Saturday, January 10, 2009

Eat Pray Love Elizabeth Gilbert - Favourite of Destiny

Eat, Pray, Love: One Woman's Search for Everything Across Italy, India and Indonesia

Elizabeth Gilbert was just 34, burnt out, her marriage in tatters when she left New York to travel the world. Her confessional book, Eat Pray Love, with its happy-ever- after ending, has sold millions. No wonder she says she's a 'favourite of destiny'.



In this memoir, a blockbuster of self-discovery, Elizabeth has catalogued, uncensored, the depression, disintegration, infatuation and masturbation that followed the breakdown of her marriage and the year abroad she spent trying to recover from it, as well as her relations with her ex-husband, sister, parents and boyfriend. There are currently five million copies of Eat Pray Love in circulation.

To read her last book, The Last American Man, and Eat Pray Love in succession is to remind oneself that there is no heroic journey for women, no concomitant woman of destiny trope, that doesn't involve childbirth.
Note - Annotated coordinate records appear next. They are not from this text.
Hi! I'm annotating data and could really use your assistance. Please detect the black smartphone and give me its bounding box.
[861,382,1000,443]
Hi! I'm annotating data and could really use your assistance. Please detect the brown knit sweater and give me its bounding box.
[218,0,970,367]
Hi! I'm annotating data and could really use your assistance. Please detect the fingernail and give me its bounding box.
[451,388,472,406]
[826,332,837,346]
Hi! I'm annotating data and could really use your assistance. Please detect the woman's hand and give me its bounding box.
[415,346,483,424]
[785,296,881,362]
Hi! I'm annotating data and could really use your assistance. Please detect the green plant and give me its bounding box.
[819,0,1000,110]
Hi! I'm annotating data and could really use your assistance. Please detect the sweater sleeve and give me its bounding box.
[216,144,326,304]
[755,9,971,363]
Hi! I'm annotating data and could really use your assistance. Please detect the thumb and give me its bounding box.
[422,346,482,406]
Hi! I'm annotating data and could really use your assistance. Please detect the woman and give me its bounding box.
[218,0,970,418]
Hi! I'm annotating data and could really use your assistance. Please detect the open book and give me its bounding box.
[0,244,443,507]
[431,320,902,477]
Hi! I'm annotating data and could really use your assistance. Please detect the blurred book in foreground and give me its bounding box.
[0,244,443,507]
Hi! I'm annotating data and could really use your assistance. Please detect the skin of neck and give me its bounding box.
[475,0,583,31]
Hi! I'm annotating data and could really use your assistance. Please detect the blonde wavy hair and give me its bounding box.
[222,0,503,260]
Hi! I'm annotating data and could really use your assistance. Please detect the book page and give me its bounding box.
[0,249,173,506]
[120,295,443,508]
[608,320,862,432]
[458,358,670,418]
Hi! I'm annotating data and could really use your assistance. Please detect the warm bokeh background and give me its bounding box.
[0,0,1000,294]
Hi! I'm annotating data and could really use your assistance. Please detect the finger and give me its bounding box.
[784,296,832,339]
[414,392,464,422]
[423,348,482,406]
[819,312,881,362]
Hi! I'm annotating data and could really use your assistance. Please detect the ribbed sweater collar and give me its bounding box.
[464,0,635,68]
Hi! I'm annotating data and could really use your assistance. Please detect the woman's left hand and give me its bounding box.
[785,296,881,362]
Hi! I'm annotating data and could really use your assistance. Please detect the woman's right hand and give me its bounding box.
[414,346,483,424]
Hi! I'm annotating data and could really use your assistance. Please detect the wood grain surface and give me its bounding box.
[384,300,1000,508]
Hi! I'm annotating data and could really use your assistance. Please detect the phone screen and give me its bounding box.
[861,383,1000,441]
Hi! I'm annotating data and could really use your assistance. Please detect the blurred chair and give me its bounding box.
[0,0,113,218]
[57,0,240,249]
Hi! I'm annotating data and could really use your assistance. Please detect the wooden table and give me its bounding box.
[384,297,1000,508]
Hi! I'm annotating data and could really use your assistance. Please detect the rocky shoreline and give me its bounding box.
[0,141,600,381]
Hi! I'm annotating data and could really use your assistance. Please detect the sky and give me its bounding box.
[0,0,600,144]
Perhaps this is the key to Eat Pray Love's success; that after spending all that time watching and listening to the agonies of Conway, Gilbert went off and listened to herself in a way that thrilled lots of women.

Her journey started with an act of bona fide bravery: an admission that she didn't want to have children, not with her husband, not with anyone, ever. In this book she details how she dealt with her husbands pressure to have kids, her appeal to God from the bathroom floor while her husband sleeps innocently in the bedroom next door, because she didn't know what else to do; she hated her marriage and didn't want to have a baby at that point. But she was only 31 - what was the big deal?

The end of her marriage constituted the first real failure Gilbert had dealt with. The crisis was so huge, she says, because she was not used to disappointing people or herself, a sneaky piece of self-promotion. She believes that her breakdown was also fanned by grief for the children she'd never have. "When I diagnose my depression now, I think it was partially about saying goodbye to these kids that I always expected to have but already knew that I wouldn't."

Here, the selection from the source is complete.